March 2012, at the back of a cupboard
Finding this reed brought back a whole load of memories. There was a time in my life when I suppose all my dreams were in the 26 inches of black resonite that made up my clarinet – I wanted to play like Artie Shaw so very badly that I used to dream in swing. One evening, in a dream, I took to the stage with Louis Armstrong and we swapped riffs all night. It was amazing.
But this reed stands for everything that stood between me and jamming with Satchmo because the reality is, however much we picture that perfect sound, liquid phrasing and pure tone, it all has to come through this rough piece of wood.
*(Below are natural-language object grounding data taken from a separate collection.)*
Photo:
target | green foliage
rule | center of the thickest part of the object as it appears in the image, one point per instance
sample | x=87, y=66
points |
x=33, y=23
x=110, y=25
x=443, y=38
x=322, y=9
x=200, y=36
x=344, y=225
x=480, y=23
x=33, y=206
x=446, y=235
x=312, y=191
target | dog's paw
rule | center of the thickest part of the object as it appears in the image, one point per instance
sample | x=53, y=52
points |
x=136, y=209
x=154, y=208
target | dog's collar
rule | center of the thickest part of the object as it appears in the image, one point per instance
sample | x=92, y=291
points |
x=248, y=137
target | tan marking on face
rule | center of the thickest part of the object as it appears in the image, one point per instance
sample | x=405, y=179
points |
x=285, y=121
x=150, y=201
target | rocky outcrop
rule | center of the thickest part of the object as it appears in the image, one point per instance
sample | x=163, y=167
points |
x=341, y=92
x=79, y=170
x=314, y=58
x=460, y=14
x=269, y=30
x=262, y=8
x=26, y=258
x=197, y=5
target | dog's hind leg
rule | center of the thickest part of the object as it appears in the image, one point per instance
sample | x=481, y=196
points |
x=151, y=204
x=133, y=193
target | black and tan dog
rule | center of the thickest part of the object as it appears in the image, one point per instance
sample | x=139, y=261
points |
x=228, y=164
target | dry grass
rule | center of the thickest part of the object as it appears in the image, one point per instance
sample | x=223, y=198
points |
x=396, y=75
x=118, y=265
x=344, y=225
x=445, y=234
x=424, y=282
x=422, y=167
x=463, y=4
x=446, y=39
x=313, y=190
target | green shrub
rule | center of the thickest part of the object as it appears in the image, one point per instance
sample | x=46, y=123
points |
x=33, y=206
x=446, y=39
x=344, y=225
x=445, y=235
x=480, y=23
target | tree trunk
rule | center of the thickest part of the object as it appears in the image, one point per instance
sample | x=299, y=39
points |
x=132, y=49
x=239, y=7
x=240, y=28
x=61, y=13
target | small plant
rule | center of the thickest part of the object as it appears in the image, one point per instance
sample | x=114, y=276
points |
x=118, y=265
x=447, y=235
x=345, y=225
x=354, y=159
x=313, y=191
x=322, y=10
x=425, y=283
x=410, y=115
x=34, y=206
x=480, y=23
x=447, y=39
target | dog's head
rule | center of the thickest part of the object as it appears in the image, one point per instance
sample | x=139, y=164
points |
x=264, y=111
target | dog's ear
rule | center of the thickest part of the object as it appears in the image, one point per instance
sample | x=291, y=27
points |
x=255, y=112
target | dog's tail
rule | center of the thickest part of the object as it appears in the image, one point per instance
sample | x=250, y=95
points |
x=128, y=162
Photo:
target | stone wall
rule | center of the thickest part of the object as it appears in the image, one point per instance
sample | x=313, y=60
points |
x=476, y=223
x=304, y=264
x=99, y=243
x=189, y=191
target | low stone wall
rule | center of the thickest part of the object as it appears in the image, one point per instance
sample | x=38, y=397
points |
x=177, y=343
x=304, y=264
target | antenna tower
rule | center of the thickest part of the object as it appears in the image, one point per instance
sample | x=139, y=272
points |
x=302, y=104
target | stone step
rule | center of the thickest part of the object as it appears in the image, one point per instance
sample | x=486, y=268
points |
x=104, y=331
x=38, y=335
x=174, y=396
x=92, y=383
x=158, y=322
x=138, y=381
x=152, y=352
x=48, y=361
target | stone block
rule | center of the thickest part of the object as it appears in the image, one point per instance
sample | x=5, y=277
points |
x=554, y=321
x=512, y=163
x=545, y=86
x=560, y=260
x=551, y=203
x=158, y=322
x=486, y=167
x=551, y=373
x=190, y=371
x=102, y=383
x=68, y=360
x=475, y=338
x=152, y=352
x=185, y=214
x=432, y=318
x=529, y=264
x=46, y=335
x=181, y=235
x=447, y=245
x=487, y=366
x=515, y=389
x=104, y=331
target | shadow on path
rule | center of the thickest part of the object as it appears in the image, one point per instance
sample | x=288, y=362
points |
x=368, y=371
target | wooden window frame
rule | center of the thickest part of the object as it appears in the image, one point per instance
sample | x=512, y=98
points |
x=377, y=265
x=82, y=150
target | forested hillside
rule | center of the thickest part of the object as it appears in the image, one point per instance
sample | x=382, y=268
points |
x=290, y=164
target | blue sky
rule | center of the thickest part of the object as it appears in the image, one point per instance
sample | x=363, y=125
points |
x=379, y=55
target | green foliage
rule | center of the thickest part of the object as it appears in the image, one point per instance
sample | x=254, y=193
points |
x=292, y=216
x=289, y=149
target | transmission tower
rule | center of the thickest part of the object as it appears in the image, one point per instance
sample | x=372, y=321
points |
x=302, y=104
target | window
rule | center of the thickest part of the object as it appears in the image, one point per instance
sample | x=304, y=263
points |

Every musician, no matter what their instrument, has had to overcome the brutish and mundane aspects of making a sweet sound.
As much as I would like to romanticise my affair with the clarinet, the battle with reeds and mouthpieces in particular put a dampner on things. A perfect reed would go limp in the days leading up to a performance. My unsatisfactory backup reeds would have to be broken in or painstakingly sanded and trimmed, often to the point of being unusable. A wayward reed would deliver a squeek at the wrong moment and ruin everything. To overcome these trials takes a special sort of perseverance that I am not sure I ever had. It was always easier to transfer my allegiance to another instrument until its particular technical challenges would hold me back. As a result I play a range of instruments to a mediocre standard.
One evening, I took a flute down to the river Thames which flowed about 200 yards from the bottom of our garden. I thought it would be swell to stand in the reeds and play as the sun was going down. But my mouth and fingers were so cold I could barely get a tune and I returned home quite discouraged.
Now I am a bit older I have a better grasp of the fact that the beauty we can imagine in our heads will never be achieved without a lot of perseverance, application, discouragement and messiness along the way. It’s a hard lesson but, once we have learned it, I think we can find that the difficulty has its own sort of beauty.